David Deutsch had an anecdote in his book The Beginning of Infinity about explaining Arrow’s theorem to a US congressman and eventually getting him to the point of understanding how it applies to the electoral college in principle and there is no simple legislative change that could mollify it (I think the discussion was about how preferential voting would improve upon FPTP voting).
The congressman replied something like “this is lamentable” and Deutsch wrote a big passage about whether it makes sense that anyone should ever find a mathematical fact to be “lamentable.”
I do think there will be pragmatic varieties of this sort of impossibility theorem for machine learning fairness and that society in a broad sense will have a hard time processing it, and the possible legislative reactions might be totally unreasonable, even unintentionally harmful.
[0]: < https://en.m.wikipedia.org/wiki/Arrow's_impossibility_theore... >
If you want to claim you know what fair is in any given situation, then go and hardcode all your own fair rules, because you aren't going to find "fairness" in machine learning.
This strikes me as eerily similar to the argument that type systems are impossible because of the halting problem. It's sort of true in some sense, but not in an even remotely useful way. So it mostly functions as a way of derailing the conversation away of the more subtle distinctions that do matter (e.g., could we design an easy-to-use type system that rules out this particular type of non-termination/other class of bugs).
There's a large middle-ground between "hard code all your own rules" and "completely unconstrained learning". Learning under constraints is not a new idea.
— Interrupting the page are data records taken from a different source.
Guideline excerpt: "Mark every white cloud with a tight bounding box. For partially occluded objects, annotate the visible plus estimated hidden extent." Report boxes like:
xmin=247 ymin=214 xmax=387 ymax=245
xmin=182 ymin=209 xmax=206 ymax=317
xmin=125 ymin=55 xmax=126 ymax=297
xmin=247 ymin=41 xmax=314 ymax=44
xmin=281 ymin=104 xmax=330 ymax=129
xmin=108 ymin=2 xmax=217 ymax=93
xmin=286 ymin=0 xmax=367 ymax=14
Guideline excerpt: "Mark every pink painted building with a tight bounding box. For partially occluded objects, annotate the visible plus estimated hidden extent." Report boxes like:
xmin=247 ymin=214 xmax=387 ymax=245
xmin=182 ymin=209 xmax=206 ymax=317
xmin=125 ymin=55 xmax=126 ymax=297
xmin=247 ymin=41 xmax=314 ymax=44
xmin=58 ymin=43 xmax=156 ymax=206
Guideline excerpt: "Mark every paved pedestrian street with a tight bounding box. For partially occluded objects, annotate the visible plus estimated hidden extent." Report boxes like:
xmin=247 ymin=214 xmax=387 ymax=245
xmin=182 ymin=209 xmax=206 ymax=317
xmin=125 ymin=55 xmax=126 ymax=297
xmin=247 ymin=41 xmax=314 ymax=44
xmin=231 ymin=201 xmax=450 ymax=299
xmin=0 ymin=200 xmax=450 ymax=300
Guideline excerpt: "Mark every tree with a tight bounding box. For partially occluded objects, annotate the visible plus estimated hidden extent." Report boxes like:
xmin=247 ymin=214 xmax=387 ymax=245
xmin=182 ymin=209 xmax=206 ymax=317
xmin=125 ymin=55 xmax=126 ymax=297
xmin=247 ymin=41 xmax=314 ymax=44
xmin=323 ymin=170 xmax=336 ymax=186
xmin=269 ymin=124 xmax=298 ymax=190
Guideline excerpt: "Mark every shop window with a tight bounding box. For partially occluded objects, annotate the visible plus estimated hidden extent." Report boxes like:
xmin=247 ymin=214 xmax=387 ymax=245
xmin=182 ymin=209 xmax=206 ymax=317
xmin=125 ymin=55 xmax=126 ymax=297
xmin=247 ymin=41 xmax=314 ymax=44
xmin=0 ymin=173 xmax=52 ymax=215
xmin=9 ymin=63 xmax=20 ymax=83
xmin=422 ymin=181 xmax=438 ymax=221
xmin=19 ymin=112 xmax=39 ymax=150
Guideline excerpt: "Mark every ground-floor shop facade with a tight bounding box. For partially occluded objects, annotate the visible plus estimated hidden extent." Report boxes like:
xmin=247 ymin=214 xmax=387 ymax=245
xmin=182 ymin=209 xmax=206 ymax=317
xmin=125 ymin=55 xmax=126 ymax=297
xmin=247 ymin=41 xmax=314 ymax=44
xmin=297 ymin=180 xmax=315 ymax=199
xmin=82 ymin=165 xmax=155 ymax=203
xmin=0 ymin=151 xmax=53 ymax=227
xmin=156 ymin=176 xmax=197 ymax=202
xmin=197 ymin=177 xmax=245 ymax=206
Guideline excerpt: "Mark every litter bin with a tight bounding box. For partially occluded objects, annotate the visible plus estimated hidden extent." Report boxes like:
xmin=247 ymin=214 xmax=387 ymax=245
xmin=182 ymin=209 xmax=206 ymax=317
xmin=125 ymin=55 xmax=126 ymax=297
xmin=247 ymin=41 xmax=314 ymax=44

A classical programming analogy to your argument might be "well the halting problem is undecidable so ignore all this high-level language stuff and just go code up your own turing machine; it's the best you'll ever be able to do".
> because you aren't going to find "fairness" in machine learning.
Why not? The human notion of fairness is fuzzy, which is why researchers have provided various formal notions of fairness in machine learning tasks. Obviously, these formal definitions may or may not correspond to your own gut instinct about what is "fair". And there might be friction between different notions of fairness. None of that should be surprising; otherwise, fairness wouldn't be something that philosophers continue to bleed ink about.
But it is equally obvious that for some notions of fairness, there will exist machine learning algorithms that learn well under the given constraint.
I'm not actually saying hardcore all your rules. I was making an example that if you really know exactly what fairness is, then program it. But we both don't know there are no definite rules. So why hardcode at all?
I think it is never the ML that is "unfair", it's the one who made it who is responsible. If you're finding yourself running into issues in your ML with unfairness, I think you're just using it wrong.
EDIT: Rewording last sentence
... to the point that every attempt to define "fairness" in one (arguable) aspect leads to (codified, inescapable) unfairness in another.
I'm so narrow minded thinking about using empirical decision making, though. I'm not seeing the big picture of what releasing people predisposed to violence could do for society.
http://www.uscourts.gov/sites/default/files/80_2_6_0.pdf
TBF there is at least one leading ML scientist that has made a huge narrative on discriminating AI, particularly against women.
(In the insurance case, ProPublica attempted to compare areas with comparable crash frequencies and show that rates were higher in poor and minority areas. But the data they had was moving accidents, especially with injuries, and the data they didn't have was stuff like "rate of car break-ins" and "odds of being hit by an uninsured driver". Which you would obviously expect to vary by region even when serious-injury accidents don't.)